Ce lundi 5 mai, à Manhattan, s’ouvre l’un des procès les plus retentissants de la décennie. Sean « Diddy » Combs, figure emblématique du hip-hop américain, comparaît pour des accusations extrêmement graves : proxénétisme, trafic sexuel, conspiration mafieuse, violences et séquestration. Incarcéré depuis huit mois, l’artiste de 55 ans risque la prison à perpétuité. Les audiences débuteront par la sélection du jury dans une atmosphère déjà saturée par les révélations médiatiques, les vidéos de surveillance accablantes et une pluie de témoignages.
Au cœur des charges, les fameuses « Freak Offs », soirées orgiaques filmées et alimentées par drogues, où des femmes affirment avoir été contraintes à des actes sexuels avec des prostitués ou des proches du rappeur. L’ex-compagne de Diddy, Cassie Ventura, qui l’accuse de viols, violences et emprise sur treize ans de relation, devrait témoigner. Des images où on le voit la frapper dans un hôtel de Los Angeles avaient provoqué l’indignation générale. Un arrangement civil de 30 millions de dollars n’a pas empêché l’ouverture d’une procédure pénale.
Une défense agressive face à un dossier explosif
Face à la gravité des accusations, Diddy a mobilisé un trio d’avocats de renom : Marc Agnifilo, Alexandra Shapiro et Mark Geragos. Leur ligne de défense : présenter les orgies comme des relations « échangistes consenties », niant toute contrainte ou trafic.

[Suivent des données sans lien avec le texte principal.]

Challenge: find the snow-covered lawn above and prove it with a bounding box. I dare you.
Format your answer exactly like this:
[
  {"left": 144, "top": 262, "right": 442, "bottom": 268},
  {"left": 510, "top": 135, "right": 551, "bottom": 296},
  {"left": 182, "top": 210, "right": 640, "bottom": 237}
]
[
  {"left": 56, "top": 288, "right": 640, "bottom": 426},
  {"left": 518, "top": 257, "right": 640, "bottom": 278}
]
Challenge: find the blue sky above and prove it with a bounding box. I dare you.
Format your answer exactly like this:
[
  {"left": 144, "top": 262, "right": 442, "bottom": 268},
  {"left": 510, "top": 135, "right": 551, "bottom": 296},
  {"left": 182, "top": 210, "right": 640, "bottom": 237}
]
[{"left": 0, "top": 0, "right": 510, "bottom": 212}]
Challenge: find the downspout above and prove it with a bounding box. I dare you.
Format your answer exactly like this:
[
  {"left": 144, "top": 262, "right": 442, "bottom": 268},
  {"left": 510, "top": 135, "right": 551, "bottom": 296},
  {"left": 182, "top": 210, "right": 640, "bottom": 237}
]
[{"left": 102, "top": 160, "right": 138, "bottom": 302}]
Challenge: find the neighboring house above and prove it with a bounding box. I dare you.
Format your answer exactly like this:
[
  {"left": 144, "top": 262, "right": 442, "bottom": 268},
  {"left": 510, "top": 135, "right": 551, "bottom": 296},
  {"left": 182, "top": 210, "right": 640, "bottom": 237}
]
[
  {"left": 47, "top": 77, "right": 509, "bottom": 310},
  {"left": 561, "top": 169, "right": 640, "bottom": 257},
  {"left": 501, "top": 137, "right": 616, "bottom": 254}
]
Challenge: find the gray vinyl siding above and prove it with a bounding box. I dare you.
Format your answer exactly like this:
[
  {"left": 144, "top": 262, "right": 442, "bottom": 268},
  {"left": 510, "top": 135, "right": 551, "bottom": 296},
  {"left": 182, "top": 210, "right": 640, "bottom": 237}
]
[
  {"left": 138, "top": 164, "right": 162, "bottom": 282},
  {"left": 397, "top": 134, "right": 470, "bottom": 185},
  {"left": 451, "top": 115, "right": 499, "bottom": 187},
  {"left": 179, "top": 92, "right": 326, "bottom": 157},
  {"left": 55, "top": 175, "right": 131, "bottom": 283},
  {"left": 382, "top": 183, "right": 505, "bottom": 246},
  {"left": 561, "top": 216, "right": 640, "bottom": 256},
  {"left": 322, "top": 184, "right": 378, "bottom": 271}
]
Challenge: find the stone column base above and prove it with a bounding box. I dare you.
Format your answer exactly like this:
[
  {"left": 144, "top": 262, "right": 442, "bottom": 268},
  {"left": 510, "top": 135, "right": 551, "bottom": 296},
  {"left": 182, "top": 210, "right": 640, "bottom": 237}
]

Mais les procureurs fédéraux disposent d’un arsenal probant : communications électroniques, objets saisis (armes, lubrifiants, vidéos), et au moins six victimes prêtes à témoigner à la barre, parfois sous protection.
L’affaire a eu un effet domino. Depuis la plainte de Cassie, près d’une trentaine d’autres femmes et hommes ont accusé Diddy d’abus sexuels, notamment Joi Dickerson-Neal et même son producteur musical. Les procureurs soutiennent que Diddy utilisait son empire comme un système de prédation, où la manipulation psychologique, la menace et la drogue servaient à contrôler ses victimes. Plusieurs enregistrements clandestins d’actes sexuels auraient été utilisés pour faire pression.
Le procès se tiendra sur une période de dix semaines dans une salle lourdement surveillée. Le juge Arun Subramanian, réputé pour sa fermeté, dirigera les débats. Le jury devra être particulièrement impartial : un questionnaire de 27 pages a été distribué pour filtrer les profils biaisés, notamment concernant la sexualité ou la célébrité. L’enjeu dépasse le simple sort de l’accusé : il concerne toute une industrie restée largement intouchée par la vague #MeToo.
P. Diddy continue de clamer son innocence et rejette les accusations, évoquant une cabale médiatique nourrie par les fantasmes du public. Il affirme que toutes ses relations étaient consenties et que ses pratiques sexuelles relevaient de la vie privée. Pourtant, les preuves matérielles saisies dans ses villas de Miami et Los Angeles, comme les fameuses 1 000 bouteilles d’huile pour bébé, les vidéos et les témoignages convergents, dressent un portrait accablant.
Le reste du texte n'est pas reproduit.